Running Cilium in K3S and K3D (lightweight Kubernetes) on Mac OS for developmentby Sebastian Kurfürst on 19.12.2020
Every year around Christmas time, I am revisiting our internal architecture. In the beginning of the company, we used classical servers provisioned via Ansible. Then, we started using dokku - a heroku-inspired PaaS based on Docker and containers. And about two years ago, we took the plunge and are running Kubernetes on bare-metal hardware (first manually installed, currently with Rancher 2).
Due to an upcoming server move, I have revisited our options for running Kubernetes - and I'd really love to use k3s. k3s is an ultra-lightweight Kubernetes distribution, also built by the folks at Rancher labs; and also manageable via Rancher itself.
In addition to that, I've followed the developments around eBPF closely; especially in the Kubernetes space. There, the Cilium project provides a networking plugin for Kubernetes built around eBPF, which provides great observability into traffic flows, and accepted and discarded packets. Having used Calico/Flannel/Canal before, I feel this understanding why a packet is dropped is a huge benefit.

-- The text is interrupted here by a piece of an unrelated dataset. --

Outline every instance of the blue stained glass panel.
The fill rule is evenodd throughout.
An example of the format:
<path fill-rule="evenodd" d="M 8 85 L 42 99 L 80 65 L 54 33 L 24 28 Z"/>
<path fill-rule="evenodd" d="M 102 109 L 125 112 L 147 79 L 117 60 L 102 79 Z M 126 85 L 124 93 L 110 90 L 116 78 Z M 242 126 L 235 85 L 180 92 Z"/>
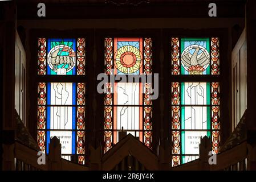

Finally, for testing out everything, I love to use my local Mac OS machine - and k3d is a command-line tool which makes it really easy to run k3s (in docker-for-mac).
It turns out that k3s on Docker for Mac with Cilium has some difficulties - which is why I am summarizing how to make it work and what the pitfalls are.
Prerequisites for following along
- Docker for Mac installed
- k3d installed, e.g. via brew install k3d
- Helm installed, e.g. via brew install helm
1. Start up a Kubernetes instance
- k3d cluster create foo --agents 1 \
- --k3s-server-arg "--disable=servicelb" --k3s-server-arg "--disable=traefik" --no-lb \
- --k3s-server-arg "--disable-network-policy" --k3s-server-arg "--flannel-backend=none"
The important k3s arguments here are --disable-network-policy and --flannel-backend=none. The other arguments are just relevant to our instance, as we want to run nginx ingress instead of traefik for instance.
Using docker ps, you can ensure that two containers where spinned up and stay healthy.
2. Mount the BPF file system in the k3s docker containers
This is the secret sauce which lateron makes cilium work. It turns out that you cannot use a cilium init-container in the k3d/k3s combo, because it tries to run a script in the context of the above containers using the /bin/bash interpreter (but the k3s images are based on busybox, and only have a /bin/sh interpreter available).
- docker exec -it k3d-foo-agent-0 mount bpffs /sys/fs/bpf -t bpf
- docker exec -it k3d-foo-agent-0 mount --make-shared /sys/fs/bpf
- # this needs to be done for every container (every agent and every server)
- docker exec -it k3d-foo-server-0 mount bpffs /sys/fs/bpf -t bpf
- docker exec -it k3d-foo-server-0 mount --make-shared /sys/fs/bpf
3. Everything prepared - install cilium
Now you can install cilium, as explained in the docs. NOTE: We adapted the installation process from the kind instructions, as this used helm, while the normal cilium k3s install guide uses pre-built manifests (which is less flexible).
- helm repo add cilium https://helm.cilium.io/
- helm install cilium cilium/cilium --version 1.9.1 \
- --namespace kube-system \
- --set kubeProxyReplacement=partial \
- --set hostServices.enabled=false \
- --set externalIPs.enabled=true \
- --set nodePort.enabled=true \
- --set hostPort.enabled=true \
- --set bpf.masquerade=false \
- --set image.pullPolicy=IfNotPresent \
- --set ipam.mode=kubernetes
- helm upgrade cilium cilium/cilium --version 1.9.1 \
- --namespace kube-system \
- --reuse-values \
- --set hubble.listenAddress=":4244" \
- --set hubble.relay.enabled=true \
- --set hubble.ui.enabled=true
I do not yet fully understand all the parameters to the Cilium helm chart - but now I can easily create and tear down K3s instances with Cilium on my local machine - and play around with these parameters in detail :-)
You can now watch the Cilium containers being all started properly, using kubectl -n kube-system get pods --watch.
Problems and learnings
There were quite some learnings to me in the process.
First, it is important to remember that Docker-for-Mac runs an ultra-lightweight VM, where all docker containers are scheduled. This means Cilium on k3s inside k3d behaves differently than on "real" servers, because both k3s agents (=docker containers) share the same kernel (in the lightweight docker-for-mac VM), and thus the same eBPF runtime!
I had the problem that the containers were not properly booting up with very weird error messages; and finally, a complete docker restart has fixed the problem. This is because eBPF as a kernel technology is stateful; and to have a safe state again, you need to restart the Linux kernel, and thus the docker-for-mac VM completely.